Lung cancer is the second most common cancer in incidence and the leading cause of cancer deaths worldwide. Finding ways to reduce cases and to deal with those affected earlier is a medical imperative.
A new medical tool uses takes health records and uses these to predict people’s risk of developing lung cancer within the next 10 years. The assessment of the tool shows a very good predictive power. An important component of lung cancer screening is with catching the condition early since the earlier the cancer is detected, the better the survival rates.
A tool has been jointly developed between researchers from the University of Oxford and the University of Nottingham. The system is called ‘CanPredict’, and it is able to identify those most at risk of developing lung cancer across a decade. For those indicated to be at a greater risk, the software can alter medics so that individuals can be brought forward for screening tests earlier.
This proactive initiative not only save lives; it also saves time and money for the health system.
The artificial intelligence was developed and tested using the anonymised health records of over 19 million adults from across the U.K. The system was able to identify common factors which might be used to statistically predict their risk of developing the cancer. Factors such as smoking, age, ethnicity, body mass index, medical conditions and social deprivation (and others). Each of these factors was considered as part of the analysis.
The CanPredict tool correctly identified more people who went on to develop lung cancer and was more sensitive than current recommended methods of predicting risk, across 5-, 6-, and 10-year forecasts.

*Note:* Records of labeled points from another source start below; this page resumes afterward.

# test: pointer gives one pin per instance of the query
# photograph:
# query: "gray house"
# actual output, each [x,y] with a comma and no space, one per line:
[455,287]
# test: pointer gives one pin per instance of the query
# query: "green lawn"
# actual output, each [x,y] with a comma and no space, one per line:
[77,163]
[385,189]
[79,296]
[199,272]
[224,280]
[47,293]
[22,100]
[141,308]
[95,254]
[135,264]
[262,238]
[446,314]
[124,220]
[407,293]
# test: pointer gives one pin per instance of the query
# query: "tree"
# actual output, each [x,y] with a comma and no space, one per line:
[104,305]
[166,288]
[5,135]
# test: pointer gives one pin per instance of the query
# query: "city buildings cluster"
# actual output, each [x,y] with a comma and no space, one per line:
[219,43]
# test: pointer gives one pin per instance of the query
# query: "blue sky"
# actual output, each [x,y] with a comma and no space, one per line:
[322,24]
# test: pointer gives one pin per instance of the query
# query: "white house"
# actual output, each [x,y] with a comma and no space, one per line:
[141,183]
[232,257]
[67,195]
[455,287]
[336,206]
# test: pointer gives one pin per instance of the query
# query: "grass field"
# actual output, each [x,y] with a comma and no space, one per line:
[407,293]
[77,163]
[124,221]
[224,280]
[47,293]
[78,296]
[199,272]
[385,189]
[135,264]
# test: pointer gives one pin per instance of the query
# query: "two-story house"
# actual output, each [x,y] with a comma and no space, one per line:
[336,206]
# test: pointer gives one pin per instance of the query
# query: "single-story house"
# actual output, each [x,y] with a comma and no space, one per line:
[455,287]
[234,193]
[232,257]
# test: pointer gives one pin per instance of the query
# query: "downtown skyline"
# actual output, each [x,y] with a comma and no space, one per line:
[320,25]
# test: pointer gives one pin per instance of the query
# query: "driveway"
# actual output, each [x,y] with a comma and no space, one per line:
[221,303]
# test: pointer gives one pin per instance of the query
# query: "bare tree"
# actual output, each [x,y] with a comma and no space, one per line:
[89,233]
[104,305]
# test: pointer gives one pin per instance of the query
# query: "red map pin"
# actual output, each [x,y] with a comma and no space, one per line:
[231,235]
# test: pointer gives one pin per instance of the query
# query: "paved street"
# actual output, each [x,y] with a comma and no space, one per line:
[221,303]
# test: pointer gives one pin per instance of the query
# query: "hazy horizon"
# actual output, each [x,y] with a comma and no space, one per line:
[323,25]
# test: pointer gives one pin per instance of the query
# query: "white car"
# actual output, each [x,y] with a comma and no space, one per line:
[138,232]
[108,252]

One of the developers, Professor Fergus Gleeson (University of Oxford) explains the importance of early lung cancer detection: “Around 48,500 people are diagnosed with lung cancer each year in the U.K. In its early stages, there are usually no obvious signs or symptoms, and it can go undetected for some time. Using a technique called low-dose computerised tomography (CT) for lung cancer screening we can catch this disease and treat it earlier, and that improves people’s outcomes.”

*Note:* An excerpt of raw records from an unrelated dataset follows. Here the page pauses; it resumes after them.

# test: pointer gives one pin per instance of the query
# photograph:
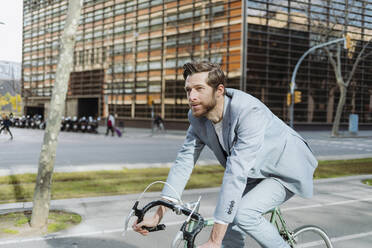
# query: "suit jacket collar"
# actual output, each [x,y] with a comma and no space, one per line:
[226,125]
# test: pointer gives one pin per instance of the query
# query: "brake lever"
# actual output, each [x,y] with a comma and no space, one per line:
[130,215]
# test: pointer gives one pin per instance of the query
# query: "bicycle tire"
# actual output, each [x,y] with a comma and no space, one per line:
[311,236]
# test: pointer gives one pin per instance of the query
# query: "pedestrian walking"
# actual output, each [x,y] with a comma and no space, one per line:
[110,124]
[6,124]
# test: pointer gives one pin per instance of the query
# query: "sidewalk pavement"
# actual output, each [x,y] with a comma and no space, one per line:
[117,207]
[106,214]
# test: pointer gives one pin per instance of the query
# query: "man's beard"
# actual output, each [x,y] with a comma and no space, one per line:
[206,108]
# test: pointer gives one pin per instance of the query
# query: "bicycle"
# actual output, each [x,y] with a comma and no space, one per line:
[304,236]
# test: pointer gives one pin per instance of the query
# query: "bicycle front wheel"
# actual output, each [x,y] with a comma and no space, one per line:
[311,236]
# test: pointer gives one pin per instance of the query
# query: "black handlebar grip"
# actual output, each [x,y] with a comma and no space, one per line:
[155,228]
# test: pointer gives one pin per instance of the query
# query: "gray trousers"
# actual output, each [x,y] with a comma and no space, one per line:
[259,197]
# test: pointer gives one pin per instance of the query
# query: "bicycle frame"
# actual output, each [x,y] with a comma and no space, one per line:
[276,219]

With this lies a problem since this type of screening is not something the health system can achieve for a large population. Therefore, the health system needs a mechanism to target those at the greatest risk and put them forward for screening.

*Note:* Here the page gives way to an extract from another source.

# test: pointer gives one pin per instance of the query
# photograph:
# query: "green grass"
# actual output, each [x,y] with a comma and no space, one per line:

The answer is with CanPredict, which examines existing patient health records and objectively prioritises patients and alerting their medical doctors that they might benefit from further screening
The new tool has been reported to the journal Lancet Respiratory Medicine. The article is titled: “Predicting the future risk of lung cancer: development, and internal and external validation of the CanPredict (lung) model in 19·67 million people and evaluation of model performance against seven other risk prediction models.”
The research was part of the DART (The Integration and Analysis of Data using Artificial Intelligence to Improve Patient Outcomes with Thoracic Diseases) project, funded by Innovate UK (UK Research and Innovation).